The pair wanted to create a project that encompassed some of these aspects, so in 2018 they set up The Strawberry Tree as a way of sharing their own food stories and connecting with other peoples’.
“Our name comes from “El Madroño” – a tree with a long cultural history in Spain. It permeates Spanish culture in many ways and is even the symbol of Madrid. As we both have strong family ties to Spain and Spanish food and drink, it is a good metaphor for our project. We currently run popup events, tastings, foodie weekends, cookery days and more.”
Family Roots in Food
Giselle is originally from Gibraltar but has spent much of her life living and cooking in Andalusia in southern Spain. Many of our recipes are inspired by her amazing family history. Originally Sephardic Jews from Granada, her family were pushed out of their homes in the 1400s and forced to leave the country by the Spanish Catholic kings. They ended up in Morocco and then later Gibraltar by the 1600s. Coming from a family with a long line of chefs, you can imagine the beautiful recipes and stories that she has inherited, filled with a rich history and the aromatic flavours of the Atlas Mountains and southern Spain.

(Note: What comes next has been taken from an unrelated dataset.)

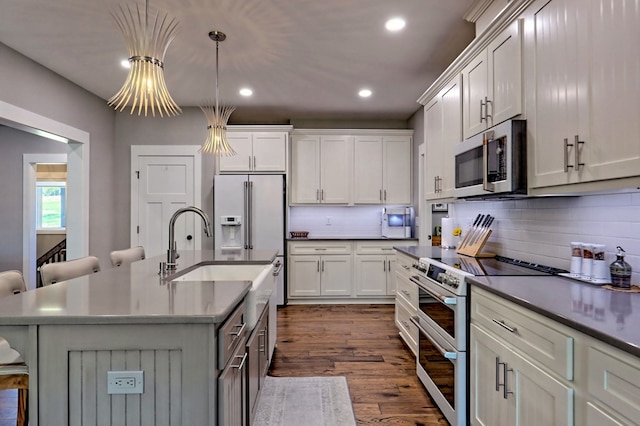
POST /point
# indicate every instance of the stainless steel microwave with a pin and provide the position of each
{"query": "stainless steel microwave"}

Meanwhile, Ed’s love of Spanish food and drink partly comes from his Spanish mother-in-law. He lived in Spain for around 15 years, where he first came across “sobremesa” – a Spanish word that refers to the convivial after-dinner chit-chat that happens when you get people around a table.
“It’s curious that we don’t have an equivalent word in English,” Ed observed, “I wanted to combine “sobremesa” with a food project in the UK and that’s what ultimately led to the creation of The Strawberry Tree”.
What to expect from an evening with The Strawberry Tree
“Our popup events often involve Spanish tapas and “pintxos” in some format, although we also run popup tastings and supper club evenings too”.
During pop-up evenings, The Strawberry Tree try to capture the informality of eating out in Spain and the relaxed and casual atmosphere of Spanish bars.
“Our food is not meant to take centre-stage, but to act as the lubricant for getting friends together, good chat and “sobremesa””.
They also try to weave their travel adventures and experiences into all of their menus. For example, the current winter tapas menu has dishes like chickpea “fabada” with smoked chorizo & morcilla; Slow roasted aniseed & garlic pork belly; Whole roast hake head with salsa verde; or Roast leeks with romesco sauce & flaked almonds…
An age of Pop-up dining
When asked why he thinks the West Country is particularly fond of pop-up dining experiences, Ed explains that many of us enjoy tapping into other cultures and ideas.
“You get a chance to enjoy a unique night out or a one-off meal that may not be repeated again. Blink and you miss it! It’s a great antidote to chain restaurants and the globalisation of our high streets – and people are often searching for something different and more personal.
For us, popup events allow us to be more creative and take risks that might not be possible if we had a “bricks and mortar” business, so we can try out new ideas and experiences. We also get to meet people on a more personal level. It gives us flexibility to run different types of events, from “pintxos” bars through to supper clubs. And of course our overheads are lower as we don’t have fixed premises, so we can offer really good value for our guests. Everyone wins!”